ABSTRACT Fluorite makes up 20-30% of a zeolitic tuff in a Pliocene or Pleistocene lacustrine facies of the Gila Conglomerate that has not been subjected to hydrothermal activity. The light gray zeolitic tuff is 40 cm thick and crops out over a 0.6-km2 area about 2.5 km east of Buckhorn, New Mexico. This tuff is overlain by zeolitic mudstone that contains abundant and conspicuous Magadi-type chert. The fluorite occurs as prolate pellets and, rarely, as ooids that are mostly 0.14.3 mm in size. Broken pellets and ooids are extremely rare. Studies by X-ray diffraction and scanning electron microscopy show that the pellets and ooids consist mainly of submicrometer-size fluorite and quartz and that both minerals have poorly defined morphology.

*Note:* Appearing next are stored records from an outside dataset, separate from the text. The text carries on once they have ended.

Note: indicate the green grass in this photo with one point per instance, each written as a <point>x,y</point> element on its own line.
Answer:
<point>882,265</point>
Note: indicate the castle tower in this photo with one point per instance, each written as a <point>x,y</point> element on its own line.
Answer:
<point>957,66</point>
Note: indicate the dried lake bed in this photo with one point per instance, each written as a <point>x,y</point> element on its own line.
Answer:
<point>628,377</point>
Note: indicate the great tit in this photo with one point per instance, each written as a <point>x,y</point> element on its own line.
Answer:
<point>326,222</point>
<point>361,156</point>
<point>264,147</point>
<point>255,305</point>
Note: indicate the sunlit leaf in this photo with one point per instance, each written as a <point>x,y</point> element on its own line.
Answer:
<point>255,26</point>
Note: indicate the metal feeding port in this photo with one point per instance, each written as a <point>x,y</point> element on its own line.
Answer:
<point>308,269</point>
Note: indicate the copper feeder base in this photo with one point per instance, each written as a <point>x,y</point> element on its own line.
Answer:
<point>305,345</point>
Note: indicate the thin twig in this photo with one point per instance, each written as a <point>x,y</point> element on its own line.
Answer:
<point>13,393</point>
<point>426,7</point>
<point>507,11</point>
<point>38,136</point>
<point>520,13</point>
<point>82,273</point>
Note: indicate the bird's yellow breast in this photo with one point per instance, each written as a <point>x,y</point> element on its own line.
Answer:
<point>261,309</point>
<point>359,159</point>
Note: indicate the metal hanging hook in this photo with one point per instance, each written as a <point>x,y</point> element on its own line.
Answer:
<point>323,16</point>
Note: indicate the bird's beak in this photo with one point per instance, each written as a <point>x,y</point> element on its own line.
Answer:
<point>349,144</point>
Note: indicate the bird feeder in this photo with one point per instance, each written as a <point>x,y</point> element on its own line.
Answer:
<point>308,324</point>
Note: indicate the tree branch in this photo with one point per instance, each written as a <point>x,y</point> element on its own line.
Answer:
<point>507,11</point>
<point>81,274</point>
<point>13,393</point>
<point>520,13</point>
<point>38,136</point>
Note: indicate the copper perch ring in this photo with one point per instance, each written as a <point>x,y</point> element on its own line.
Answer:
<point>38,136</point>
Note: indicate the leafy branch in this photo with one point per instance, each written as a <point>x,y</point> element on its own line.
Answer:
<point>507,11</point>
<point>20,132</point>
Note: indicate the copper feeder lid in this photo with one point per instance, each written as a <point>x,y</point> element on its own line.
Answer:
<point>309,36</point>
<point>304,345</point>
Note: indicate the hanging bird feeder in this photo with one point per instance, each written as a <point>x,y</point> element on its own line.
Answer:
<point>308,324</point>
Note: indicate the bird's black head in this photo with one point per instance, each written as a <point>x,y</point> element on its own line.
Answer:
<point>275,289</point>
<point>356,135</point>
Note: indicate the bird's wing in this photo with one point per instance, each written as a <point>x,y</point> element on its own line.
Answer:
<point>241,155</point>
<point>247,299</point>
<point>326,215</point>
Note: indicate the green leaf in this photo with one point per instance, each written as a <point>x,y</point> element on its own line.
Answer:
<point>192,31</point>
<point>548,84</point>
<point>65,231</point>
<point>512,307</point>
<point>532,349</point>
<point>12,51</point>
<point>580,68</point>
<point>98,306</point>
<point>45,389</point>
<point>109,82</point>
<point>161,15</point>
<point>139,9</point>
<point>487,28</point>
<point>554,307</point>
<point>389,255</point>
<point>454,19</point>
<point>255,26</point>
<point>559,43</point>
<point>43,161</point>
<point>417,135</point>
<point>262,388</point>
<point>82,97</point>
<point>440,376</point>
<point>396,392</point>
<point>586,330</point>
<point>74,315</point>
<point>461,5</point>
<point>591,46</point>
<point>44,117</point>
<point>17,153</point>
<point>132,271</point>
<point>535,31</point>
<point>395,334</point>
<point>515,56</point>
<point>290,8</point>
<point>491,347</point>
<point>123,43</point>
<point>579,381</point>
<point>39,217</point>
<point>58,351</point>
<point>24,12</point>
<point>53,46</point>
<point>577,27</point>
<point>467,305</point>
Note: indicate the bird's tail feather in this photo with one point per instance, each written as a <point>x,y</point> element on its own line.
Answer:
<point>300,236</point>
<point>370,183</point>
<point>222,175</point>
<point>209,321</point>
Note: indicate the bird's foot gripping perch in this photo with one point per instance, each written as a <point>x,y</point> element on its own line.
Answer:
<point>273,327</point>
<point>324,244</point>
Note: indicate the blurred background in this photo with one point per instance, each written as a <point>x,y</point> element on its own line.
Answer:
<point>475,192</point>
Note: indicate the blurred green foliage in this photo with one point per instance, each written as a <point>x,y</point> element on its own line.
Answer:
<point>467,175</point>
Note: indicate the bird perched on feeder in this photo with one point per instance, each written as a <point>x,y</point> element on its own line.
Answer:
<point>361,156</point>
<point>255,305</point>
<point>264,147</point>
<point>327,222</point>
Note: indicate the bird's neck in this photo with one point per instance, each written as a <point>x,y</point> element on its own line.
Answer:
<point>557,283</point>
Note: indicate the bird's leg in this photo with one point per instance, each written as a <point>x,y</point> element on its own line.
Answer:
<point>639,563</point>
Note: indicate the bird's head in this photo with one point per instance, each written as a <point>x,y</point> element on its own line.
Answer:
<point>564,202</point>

These pellets and ooids are embedded in a mat ix that consists chiefly of micrometer-size mordenite and smectite and that has a vague vitroclastic texture. The pellets and ooids probably are the result of primary precipitation of fluorite and magadiite where dilute, calcium-bearing water from springs or streams mixed with the saline, alkaline lake water that had a high fluorine content. The pellets and ooids were then transported basinward and were incorporated with reworked vitric ash. During diagenesis, the magadiite of the pellets and ooids was converted to quartz, and the glass of the ash was altered to mordenite and smectite.